Home / Hoofdstuk I / Gelijke kansen

Principe 3

gelijke kansen

Toegang tot kansen hangt vaker wel dan niet af van de specifieke groep waartoe een werknemer behoort. Het doel is om een ​​beleid in te voeren dat gericht is op het uitbannen van discriminatie (ex post) en proactief beleid dat gelijke kansen biedt (ex ante). Door de bescherming op de werkplek te verminderen, neemt de discriminatie op het werk toe. Maatregelen die de sancties tegen oneerlijk ontslag verzachten, de macht van vakbonden (of ondernemingsraden) op de werkplek verminderen of niet-standaard arbeidscontracten verspreiden, verzwakken het huidige acquis inzake antidiscriminatie dat voorziet in strikte sanctiesystemen.

Uitsluiting van de arbeidsmarkt of het ondermaats presteren van specifieke groepen brengt de economische en sociale stabiliteit in gevaar. Discriminatie daarom moet vooral worden gecontroleerd en gerapporteerd LGBTQI *, waarvoor er lacunes zijn op het gebied van bescherming in de nationale wetgeving. Gelijke kansen moeten worden bevorderd met behulp van economische prestatie-indicatoren. Rechtsmiddelen moeten komen van een versterkt wettelijk kader. Ze moeten discriminerende praktijken op arbeidsplatforms verwijderen. Dergelijke praktijken kunnen worden afgeschrikt als gevolg van vakbondstoezicht. Vakbonden hebben dergelijke tendensen al aan de kaak gesteld, voornamelijk in de context van het discrimineren van werknemers met betrekking tot hun toegang tot "optredens" nadat ze enige vorm van collectieve actie hebben ondernomen. Collectieve onderhandelingen wijzen de weg voor een betere bescherming van LGBTQI * op de werkplek.

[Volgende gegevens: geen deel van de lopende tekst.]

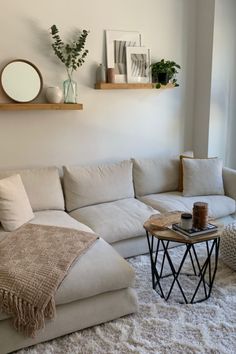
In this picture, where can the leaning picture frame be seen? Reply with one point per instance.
(116, 42)
(138, 61)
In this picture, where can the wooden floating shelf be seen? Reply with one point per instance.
(129, 86)
(40, 106)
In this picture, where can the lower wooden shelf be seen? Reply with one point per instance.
(40, 106)
(129, 86)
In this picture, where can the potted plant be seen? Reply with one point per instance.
(164, 72)
(72, 55)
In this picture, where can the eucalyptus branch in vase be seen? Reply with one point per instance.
(72, 55)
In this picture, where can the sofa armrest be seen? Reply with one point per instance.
(229, 179)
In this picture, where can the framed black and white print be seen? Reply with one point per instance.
(116, 43)
(138, 61)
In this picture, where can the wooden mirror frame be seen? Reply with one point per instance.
(35, 68)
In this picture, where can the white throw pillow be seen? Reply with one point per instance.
(15, 208)
(202, 177)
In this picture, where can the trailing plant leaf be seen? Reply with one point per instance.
(71, 54)
(168, 67)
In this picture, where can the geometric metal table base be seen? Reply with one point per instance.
(205, 273)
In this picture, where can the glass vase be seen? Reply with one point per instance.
(70, 90)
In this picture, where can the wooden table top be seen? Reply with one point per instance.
(171, 235)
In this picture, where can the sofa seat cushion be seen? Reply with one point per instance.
(218, 205)
(90, 185)
(58, 218)
(117, 220)
(42, 185)
(101, 269)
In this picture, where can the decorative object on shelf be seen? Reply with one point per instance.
(21, 80)
(101, 73)
(138, 64)
(164, 72)
(53, 94)
(116, 41)
(72, 55)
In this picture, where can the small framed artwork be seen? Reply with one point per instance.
(138, 61)
(116, 42)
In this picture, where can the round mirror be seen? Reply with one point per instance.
(21, 80)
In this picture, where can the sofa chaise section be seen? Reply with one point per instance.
(98, 286)
(102, 197)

Een horizontale richtlijn inzake non-discriminatie is wellicht geschikter, ook al heeft de Raad tot dusver geen consensus bereikt. Gelijke kansen moeten ook worden toegekend aan asielzoekers, die momenteel zijn uitgesloten van het toepassingsgebied van de antidiscriminatierichtlijnen​ Van bijzonder belang is het gebruik van materiële en immateriële middelen om het publieke discours tegen xenofobie en racisme te versterken.

De sociale partners kunnen, gezamenlijk of eenzijdig, instrumenten ontwikkelen om discriminatie te herkennen, voorkomen en bestraffen, terwijl ze zich richten op actieve maatregelen voor kansarme groepen. Ze kunnen een nauwere samenwerking tot stand brengen met nationale organen voor gelijke behandeling en voortbouwen op de ontwikkelingen van het Bureau van de Europese Unie voor de grondrechten (FRA).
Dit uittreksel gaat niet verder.